X milik Elon Musk meluncurkan fitur keamanan yang akan secara otomatis mengunci akun apa pun yang menyebutkan cryptocurrency untuk pertama kalinya — memerlukan verifikasi tambahan sebelum dapat memposting kembali — sebagai respons langsung terhadap gelombang kampanye pembajakan akun yang mengeksploitasi kepercayaan sosial untuk mempromosikan token penipuan.
Penguncian otomatis dipicu pada postingan pertama akun yang terkait cryptocurrency. Setelah dipicu, akun akan terkunci, dan pengguna harus menyelesaikan verifikasi sebelum mendapatkan kembali akses. Bier menggambarkannya sebagai penargetan vektor serangan inti: peretas mendapatkan akses akun melalui email phishing, mengunci pemilik asli, dan menggunakan kepercayaan pengikut yang telah terbangun untuk mempromosikan token palsu, giveaway palsu, dan memecoin.
"Ini seharusnya membunuh 99% insentifnya," tulis Bier dalam menanggapi kisah pengguna tentang bagaimana mereka kehilangan kendali atas profil mereka karena serangan phishing yang menyamar sebagai pemberitahuan pelanggaran hak cipta. Penyerang telah menggunakan halaman login palsu yang sempurna piksel demi piksel untuk mengumpulkan kredensial pengguna dan kode autentikasi dua faktor sebelum mengunci mereka dan memulai promosi penipuan.
Pembajakan akun terkait kripto di X telah menjadi masalah yang terdokumentasi dan persisten sejak masa platform sebagai Twitter. Penguncian otomatis ini membangun upaya platform sebelumnya untuk menghilangkan kampanye spam penyebutan dan perilaku akun terkoordinasi yang digunakan dalam promosi kripto. Pengguna jangka panjang yang tidak pernah memposting tentang cryptocurrency akan menghadapi verifikasi pada postingan pertama mereka, sementara akun yang sah, menurut Bier, dapat mendapatkan kembali akses dengan cepat melalui proses tersebut.
Bier juga secara publik mengkritik Google karena membiarkan email phishing mencapai pengguna melalui Gmail. "Google tidak melakukan apa-apa untuk menghentikan phishing," tulisnya — membingkai penguncian otomatis sebagai solusi tingkat platform untuk kerentanan hulu yang tidak dapat dikontrol langsung oleh X.
Komisi Perdagangan Federal AS telah mendokumentasikan bagaimana penipuan kripto media sosial telah melonjak menjadi masalah miliaran dolar, dengan korban sering kali tidak dapat memulihkan dana mengingat ketidakterbalikan transfer on-chain. Realitas struktural inilah yang membuat akun yang dibajak dengan kepercayaan pengikut yang terbangun sangat berharga bagi penyerang — dan inilah yang langsung ditargetkan oleh penguncian otomatis dengan memutus hubungan antara akses akun dan monetisasi langsung melalui promosi kripto.

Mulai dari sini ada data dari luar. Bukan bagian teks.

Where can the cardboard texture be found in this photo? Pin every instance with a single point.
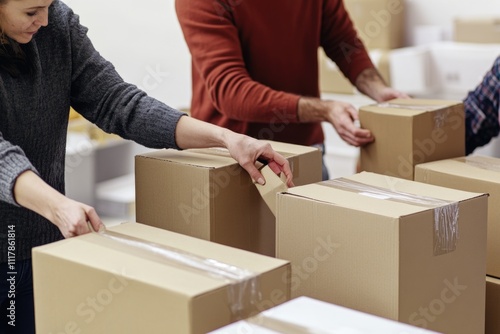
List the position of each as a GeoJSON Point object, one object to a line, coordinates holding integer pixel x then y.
{"type": "Point", "coordinates": [206, 194]}
{"type": "Point", "coordinates": [105, 286]}
{"type": "Point", "coordinates": [380, 23]}
{"type": "Point", "coordinates": [409, 132]}
{"type": "Point", "coordinates": [492, 305]}
{"type": "Point", "coordinates": [304, 315]}
{"type": "Point", "coordinates": [477, 30]}
{"type": "Point", "coordinates": [376, 252]}
{"type": "Point", "coordinates": [477, 174]}
{"type": "Point", "coordinates": [274, 185]}
{"type": "Point", "coordinates": [332, 80]}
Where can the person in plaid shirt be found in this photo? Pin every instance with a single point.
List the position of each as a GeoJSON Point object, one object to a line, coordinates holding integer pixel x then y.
{"type": "Point", "coordinates": [481, 110]}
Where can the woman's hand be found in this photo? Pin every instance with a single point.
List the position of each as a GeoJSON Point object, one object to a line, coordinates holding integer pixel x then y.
{"type": "Point", "coordinates": [246, 151]}
{"type": "Point", "coordinates": [71, 217]}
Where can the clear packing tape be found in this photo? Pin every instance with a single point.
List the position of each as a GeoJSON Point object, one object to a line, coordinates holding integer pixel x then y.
{"type": "Point", "coordinates": [445, 212]}
{"type": "Point", "coordinates": [243, 291]}
{"type": "Point", "coordinates": [439, 117]}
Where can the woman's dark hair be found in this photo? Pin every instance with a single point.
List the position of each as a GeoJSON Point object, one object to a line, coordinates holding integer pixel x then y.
{"type": "Point", "coordinates": [13, 58]}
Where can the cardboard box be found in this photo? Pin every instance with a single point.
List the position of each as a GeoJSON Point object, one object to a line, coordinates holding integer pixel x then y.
{"type": "Point", "coordinates": [380, 23]}
{"type": "Point", "coordinates": [134, 279]}
{"type": "Point", "coordinates": [116, 197]}
{"type": "Point", "coordinates": [492, 305]}
{"type": "Point", "coordinates": [477, 174]}
{"type": "Point", "coordinates": [206, 194]}
{"type": "Point", "coordinates": [332, 80]}
{"type": "Point", "coordinates": [411, 131]}
{"type": "Point", "coordinates": [476, 30]}
{"type": "Point", "coordinates": [373, 243]}
{"type": "Point", "coordinates": [304, 315]}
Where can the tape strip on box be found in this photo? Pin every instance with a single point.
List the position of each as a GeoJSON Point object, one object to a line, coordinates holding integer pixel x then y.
{"type": "Point", "coordinates": [445, 212]}
{"type": "Point", "coordinates": [243, 292]}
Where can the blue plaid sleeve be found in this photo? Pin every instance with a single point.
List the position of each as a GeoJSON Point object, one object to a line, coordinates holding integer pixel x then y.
{"type": "Point", "coordinates": [481, 110]}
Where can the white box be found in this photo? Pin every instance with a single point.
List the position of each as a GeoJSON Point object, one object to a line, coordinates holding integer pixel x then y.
{"type": "Point", "coordinates": [441, 70]}
{"type": "Point", "coordinates": [307, 315]}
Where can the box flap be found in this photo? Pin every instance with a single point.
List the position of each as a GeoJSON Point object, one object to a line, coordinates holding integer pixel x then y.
{"type": "Point", "coordinates": [408, 107]}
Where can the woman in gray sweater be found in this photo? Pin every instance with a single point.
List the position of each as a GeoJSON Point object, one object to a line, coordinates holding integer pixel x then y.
{"type": "Point", "coordinates": [47, 64]}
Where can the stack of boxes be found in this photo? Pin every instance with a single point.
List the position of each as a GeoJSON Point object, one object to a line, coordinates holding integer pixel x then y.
{"type": "Point", "coordinates": [397, 244]}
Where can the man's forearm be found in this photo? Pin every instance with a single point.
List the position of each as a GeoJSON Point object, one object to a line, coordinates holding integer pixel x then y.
{"type": "Point", "coordinates": [370, 83]}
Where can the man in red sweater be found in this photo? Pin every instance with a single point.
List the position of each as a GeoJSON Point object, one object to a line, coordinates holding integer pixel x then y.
{"type": "Point", "coordinates": [255, 68]}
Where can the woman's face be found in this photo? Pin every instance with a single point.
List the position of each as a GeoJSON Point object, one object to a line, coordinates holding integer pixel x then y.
{"type": "Point", "coordinates": [21, 19]}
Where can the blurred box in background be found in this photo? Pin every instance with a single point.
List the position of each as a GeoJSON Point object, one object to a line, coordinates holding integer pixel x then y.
{"type": "Point", "coordinates": [380, 23]}
{"type": "Point", "coordinates": [476, 30]}
{"type": "Point", "coordinates": [332, 80]}
{"type": "Point", "coordinates": [492, 305]}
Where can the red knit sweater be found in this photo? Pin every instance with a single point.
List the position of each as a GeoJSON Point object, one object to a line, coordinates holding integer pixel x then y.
{"type": "Point", "coordinates": [253, 59]}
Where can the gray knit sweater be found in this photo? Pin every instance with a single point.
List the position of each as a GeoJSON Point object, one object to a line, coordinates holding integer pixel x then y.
{"type": "Point", "coordinates": [34, 113]}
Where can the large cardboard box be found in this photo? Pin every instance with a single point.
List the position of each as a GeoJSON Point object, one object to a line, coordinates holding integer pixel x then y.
{"type": "Point", "coordinates": [411, 131]}
{"type": "Point", "coordinates": [399, 249]}
{"type": "Point", "coordinates": [380, 23]}
{"type": "Point", "coordinates": [477, 174]}
{"type": "Point", "coordinates": [492, 305]}
{"type": "Point", "coordinates": [206, 194]}
{"type": "Point", "coordinates": [332, 80]}
{"type": "Point", "coordinates": [304, 315]}
{"type": "Point", "coordinates": [476, 30]}
{"type": "Point", "coordinates": [140, 279]}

Kritikus telah menandai bahwa langkah ini hanya mengintervensi setelah akun telah dikompromikan melalui phishing. Jika penyedia email tidak menyaring email phishing dengan lebih baik di hulu, rantai serangan tetap utuh. Fitur ini juga dapat menciptakan gesekan untuk postingan kripto pertama kali yang sah dari akun yang sudah mapan, meskipun Bier menunjukkan proses verifikasi akan singkat untuk pengguna yang asli.

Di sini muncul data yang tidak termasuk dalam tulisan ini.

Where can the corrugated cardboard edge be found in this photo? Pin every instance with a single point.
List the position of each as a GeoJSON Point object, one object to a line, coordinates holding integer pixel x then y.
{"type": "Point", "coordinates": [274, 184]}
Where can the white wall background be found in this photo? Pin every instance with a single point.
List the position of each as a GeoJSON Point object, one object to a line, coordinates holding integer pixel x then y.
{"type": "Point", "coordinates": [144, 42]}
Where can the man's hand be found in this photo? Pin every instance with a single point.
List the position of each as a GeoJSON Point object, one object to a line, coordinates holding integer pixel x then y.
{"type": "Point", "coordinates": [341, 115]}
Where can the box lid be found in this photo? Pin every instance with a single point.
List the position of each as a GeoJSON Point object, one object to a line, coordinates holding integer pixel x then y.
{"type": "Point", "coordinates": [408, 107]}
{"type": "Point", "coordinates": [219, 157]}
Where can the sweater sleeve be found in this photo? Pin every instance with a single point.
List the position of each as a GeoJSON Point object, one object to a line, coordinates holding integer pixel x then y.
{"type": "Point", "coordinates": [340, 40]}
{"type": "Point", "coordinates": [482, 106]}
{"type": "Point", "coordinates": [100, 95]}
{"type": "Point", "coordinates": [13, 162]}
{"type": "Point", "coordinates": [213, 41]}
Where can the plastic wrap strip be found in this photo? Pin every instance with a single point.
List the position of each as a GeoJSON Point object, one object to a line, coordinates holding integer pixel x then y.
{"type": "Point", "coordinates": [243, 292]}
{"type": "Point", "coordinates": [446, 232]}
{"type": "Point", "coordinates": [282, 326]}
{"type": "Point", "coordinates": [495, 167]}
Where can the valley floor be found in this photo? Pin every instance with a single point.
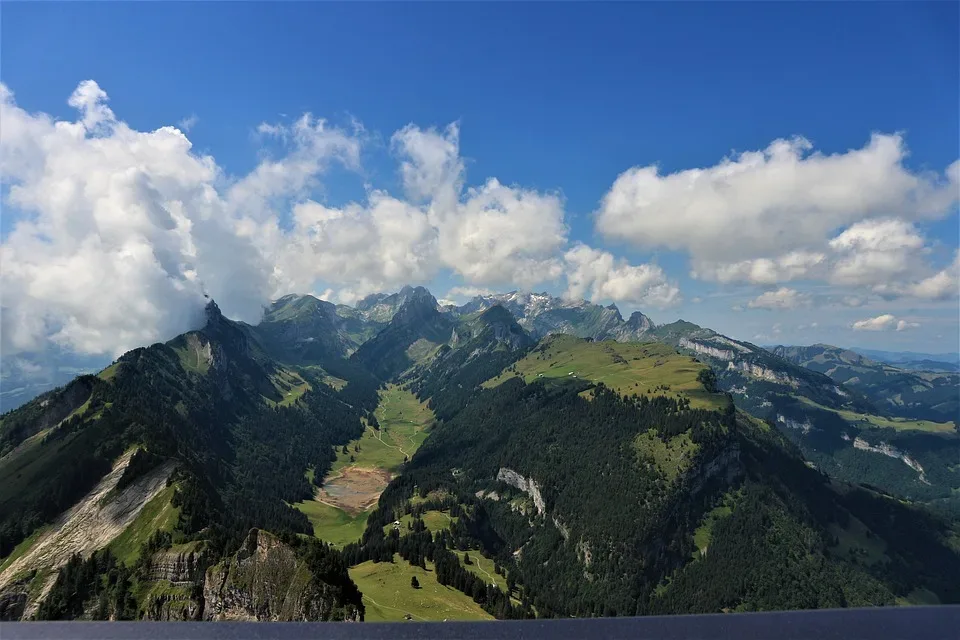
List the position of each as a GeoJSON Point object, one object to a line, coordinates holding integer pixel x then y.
{"type": "Point", "coordinates": [341, 507]}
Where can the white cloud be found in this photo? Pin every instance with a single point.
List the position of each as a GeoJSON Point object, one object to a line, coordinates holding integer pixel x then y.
{"type": "Point", "coordinates": [782, 298]}
{"type": "Point", "coordinates": [120, 232]}
{"type": "Point", "coordinates": [942, 285]}
{"type": "Point", "coordinates": [188, 123]}
{"type": "Point", "coordinates": [466, 292]}
{"type": "Point", "coordinates": [792, 266]}
{"type": "Point", "coordinates": [124, 230]}
{"type": "Point", "coordinates": [885, 322]}
{"type": "Point", "coordinates": [903, 325]}
{"type": "Point", "coordinates": [598, 275]}
{"type": "Point", "coordinates": [773, 216]}
{"type": "Point", "coordinates": [769, 202]}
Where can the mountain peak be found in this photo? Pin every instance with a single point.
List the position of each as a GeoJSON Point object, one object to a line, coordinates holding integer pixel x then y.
{"type": "Point", "coordinates": [212, 312]}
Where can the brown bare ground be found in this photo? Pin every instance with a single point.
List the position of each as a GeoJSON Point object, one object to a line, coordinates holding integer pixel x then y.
{"type": "Point", "coordinates": [354, 489]}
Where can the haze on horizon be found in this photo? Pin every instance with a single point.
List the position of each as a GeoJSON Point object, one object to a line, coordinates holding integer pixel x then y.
{"type": "Point", "coordinates": [126, 200]}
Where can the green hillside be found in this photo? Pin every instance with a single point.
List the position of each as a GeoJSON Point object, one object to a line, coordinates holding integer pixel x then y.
{"type": "Point", "coordinates": [648, 369]}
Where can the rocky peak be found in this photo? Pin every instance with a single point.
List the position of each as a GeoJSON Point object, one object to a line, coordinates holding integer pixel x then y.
{"type": "Point", "coordinates": [638, 321]}
{"type": "Point", "coordinates": [212, 313]}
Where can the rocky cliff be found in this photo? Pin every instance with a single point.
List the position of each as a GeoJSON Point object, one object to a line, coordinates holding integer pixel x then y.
{"type": "Point", "coordinates": [265, 580]}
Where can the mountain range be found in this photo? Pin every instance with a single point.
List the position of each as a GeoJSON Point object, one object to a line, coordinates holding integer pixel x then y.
{"type": "Point", "coordinates": [519, 455]}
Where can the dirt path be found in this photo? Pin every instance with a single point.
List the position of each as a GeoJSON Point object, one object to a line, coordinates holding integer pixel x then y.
{"type": "Point", "coordinates": [378, 434]}
{"type": "Point", "coordinates": [492, 580]}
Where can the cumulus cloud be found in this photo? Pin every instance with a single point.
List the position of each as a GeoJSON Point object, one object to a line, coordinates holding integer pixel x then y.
{"type": "Point", "coordinates": [771, 201]}
{"type": "Point", "coordinates": [462, 293]}
{"type": "Point", "coordinates": [123, 232]}
{"type": "Point", "coordinates": [885, 322]}
{"type": "Point", "coordinates": [773, 216]}
{"type": "Point", "coordinates": [782, 298]}
{"type": "Point", "coordinates": [598, 275]}
{"type": "Point", "coordinates": [188, 123]}
{"type": "Point", "coordinates": [119, 233]}
{"type": "Point", "coordinates": [492, 235]}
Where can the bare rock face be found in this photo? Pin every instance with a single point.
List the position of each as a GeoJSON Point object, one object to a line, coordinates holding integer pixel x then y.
{"type": "Point", "coordinates": [265, 580]}
{"type": "Point", "coordinates": [527, 485]}
{"type": "Point", "coordinates": [13, 598]}
{"type": "Point", "coordinates": [178, 567]}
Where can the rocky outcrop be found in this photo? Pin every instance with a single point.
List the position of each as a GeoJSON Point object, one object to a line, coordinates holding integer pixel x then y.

Karena kerugian peretasan kripto dan phishing yang lebih luas telah menunjukkan perbaikan dalam beberapa bulan terakhir — dengan Februari 2026 mencatat total bulanan terendah sejak Maret 2025 — eksploitasi Drift Protocol senilai $285 juta minggu ini adalah pengingat tajam bahwa risiko utama tetap tinggi. Fitur baru X menangani satu vektor serangan spesifik dan bervolume tinggi dalam ekosistem penipuan terkait kripto yang jauh lebih besar.